James Bond once says, "Because once you've tasted it, it's all you want to drink". Apparently it holds true not only for drinks, but for relationship as well. Some people I know never stay single for more than six months (some even less) once they tasted the bittersweet flavor of relationship. Some of my friends even aggressively look for "The One" (which I prefer to call "The Next One" instead). Nothing is wrong with wanting a relationship. Every girl desires it. I do as well. Even Eve got her Adam. So it is certainly OK to have a relationship.
The problem lies behind the meaning of the relationship itself. Why do you want this relationship you are currently pursuing? What do you expect from this relationship, from the other partner? I often find different reasons for pursuing a relationship, including social status (what is it with being single = unattractive), companionship (can't cope with loneliness), desires, fun, age (in my culture, people are getting annoying with questions regarding your future spouse when you reach a certain age) , etc.
I am no expert in relationship since mine failed (and I believe it was
because I was not ready and felt overwhelmed with it. However, I also believe that the breakup I had was a breakthrough for both of us. He is now in a much better state, and I learned my mistakes.)
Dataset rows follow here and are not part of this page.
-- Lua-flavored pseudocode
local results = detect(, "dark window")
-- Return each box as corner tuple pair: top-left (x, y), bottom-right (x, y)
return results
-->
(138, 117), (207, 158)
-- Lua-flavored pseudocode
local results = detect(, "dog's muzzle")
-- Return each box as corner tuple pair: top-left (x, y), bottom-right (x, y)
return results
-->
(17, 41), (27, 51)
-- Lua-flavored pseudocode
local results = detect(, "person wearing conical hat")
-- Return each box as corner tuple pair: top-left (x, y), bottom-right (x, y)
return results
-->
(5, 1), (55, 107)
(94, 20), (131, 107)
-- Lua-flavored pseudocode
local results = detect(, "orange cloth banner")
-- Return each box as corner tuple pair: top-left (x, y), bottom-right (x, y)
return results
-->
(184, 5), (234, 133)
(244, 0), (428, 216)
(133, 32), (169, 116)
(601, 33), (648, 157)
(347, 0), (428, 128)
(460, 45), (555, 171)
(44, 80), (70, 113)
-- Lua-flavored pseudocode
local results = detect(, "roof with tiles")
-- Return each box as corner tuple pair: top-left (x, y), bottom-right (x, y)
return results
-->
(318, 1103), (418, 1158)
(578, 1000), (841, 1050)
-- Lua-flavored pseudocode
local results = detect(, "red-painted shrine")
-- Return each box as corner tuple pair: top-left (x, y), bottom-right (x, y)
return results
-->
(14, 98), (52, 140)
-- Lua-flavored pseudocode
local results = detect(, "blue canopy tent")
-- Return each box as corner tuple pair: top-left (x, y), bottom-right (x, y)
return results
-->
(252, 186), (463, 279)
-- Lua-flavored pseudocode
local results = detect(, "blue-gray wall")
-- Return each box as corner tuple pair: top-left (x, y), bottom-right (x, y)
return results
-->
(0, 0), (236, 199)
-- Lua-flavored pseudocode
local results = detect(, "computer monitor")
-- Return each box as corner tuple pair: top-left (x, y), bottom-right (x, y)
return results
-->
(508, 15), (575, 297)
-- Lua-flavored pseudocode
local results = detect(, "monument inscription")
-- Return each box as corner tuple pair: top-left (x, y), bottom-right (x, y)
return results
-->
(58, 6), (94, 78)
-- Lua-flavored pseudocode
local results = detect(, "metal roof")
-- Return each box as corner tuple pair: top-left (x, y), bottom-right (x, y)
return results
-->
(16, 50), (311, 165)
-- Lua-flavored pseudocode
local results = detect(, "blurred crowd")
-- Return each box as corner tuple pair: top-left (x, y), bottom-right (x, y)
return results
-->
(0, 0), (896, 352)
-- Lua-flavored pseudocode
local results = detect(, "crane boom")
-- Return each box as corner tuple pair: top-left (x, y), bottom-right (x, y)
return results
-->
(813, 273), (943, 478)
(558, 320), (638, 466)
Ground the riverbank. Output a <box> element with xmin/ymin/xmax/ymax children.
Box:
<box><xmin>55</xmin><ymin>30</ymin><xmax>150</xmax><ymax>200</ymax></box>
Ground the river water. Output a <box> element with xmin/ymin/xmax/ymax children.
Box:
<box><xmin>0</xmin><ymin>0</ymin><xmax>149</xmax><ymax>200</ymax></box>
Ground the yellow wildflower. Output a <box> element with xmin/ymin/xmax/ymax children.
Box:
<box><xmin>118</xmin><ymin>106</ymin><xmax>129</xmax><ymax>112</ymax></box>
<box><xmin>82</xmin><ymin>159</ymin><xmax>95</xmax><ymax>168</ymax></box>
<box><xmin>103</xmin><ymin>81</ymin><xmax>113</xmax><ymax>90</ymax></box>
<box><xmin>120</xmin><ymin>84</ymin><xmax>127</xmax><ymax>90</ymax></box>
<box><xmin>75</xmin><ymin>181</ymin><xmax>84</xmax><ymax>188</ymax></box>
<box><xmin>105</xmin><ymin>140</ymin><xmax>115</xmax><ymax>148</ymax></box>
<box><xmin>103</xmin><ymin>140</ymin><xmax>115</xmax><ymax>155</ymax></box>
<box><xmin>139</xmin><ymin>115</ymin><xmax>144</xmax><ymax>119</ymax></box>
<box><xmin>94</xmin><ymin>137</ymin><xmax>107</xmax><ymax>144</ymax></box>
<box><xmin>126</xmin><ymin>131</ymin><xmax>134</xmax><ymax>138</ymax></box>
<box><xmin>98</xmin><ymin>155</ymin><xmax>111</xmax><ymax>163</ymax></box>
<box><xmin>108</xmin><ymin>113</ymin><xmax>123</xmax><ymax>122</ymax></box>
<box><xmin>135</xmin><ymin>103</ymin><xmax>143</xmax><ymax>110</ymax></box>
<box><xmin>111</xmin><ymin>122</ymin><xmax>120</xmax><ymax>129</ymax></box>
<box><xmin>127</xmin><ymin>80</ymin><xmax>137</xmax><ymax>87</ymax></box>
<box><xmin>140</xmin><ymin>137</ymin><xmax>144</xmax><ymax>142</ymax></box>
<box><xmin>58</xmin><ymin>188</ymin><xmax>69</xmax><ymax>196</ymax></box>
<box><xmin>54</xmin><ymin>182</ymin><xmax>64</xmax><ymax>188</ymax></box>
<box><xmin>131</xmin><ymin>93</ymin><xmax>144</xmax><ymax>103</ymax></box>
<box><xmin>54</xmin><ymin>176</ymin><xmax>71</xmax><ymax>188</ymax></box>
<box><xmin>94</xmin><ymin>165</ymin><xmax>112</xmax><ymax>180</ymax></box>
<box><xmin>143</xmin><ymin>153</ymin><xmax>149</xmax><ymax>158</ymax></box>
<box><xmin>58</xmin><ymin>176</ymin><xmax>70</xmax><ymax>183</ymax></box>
I now believe that the main purpose is to glorify God, to become more like Him. The Bible has given clear instructions on godly characteristics (1 Timothy 5:8, 1 Peter 3:7, etc). We need to be personally ready with these godly qualities before we seek a godly person. We also need to remember that the romantic feeling should be there (if not, do you really think you want to be with the same person for lifetime? I don't), but it should not lead our thoughts. Instead, we need to let God in our relationship. One thing I found is that if you pour out your love to your partner out of desires only, soon you'll get tired of it. You need to pour out love to your partner based on God's everlasting love.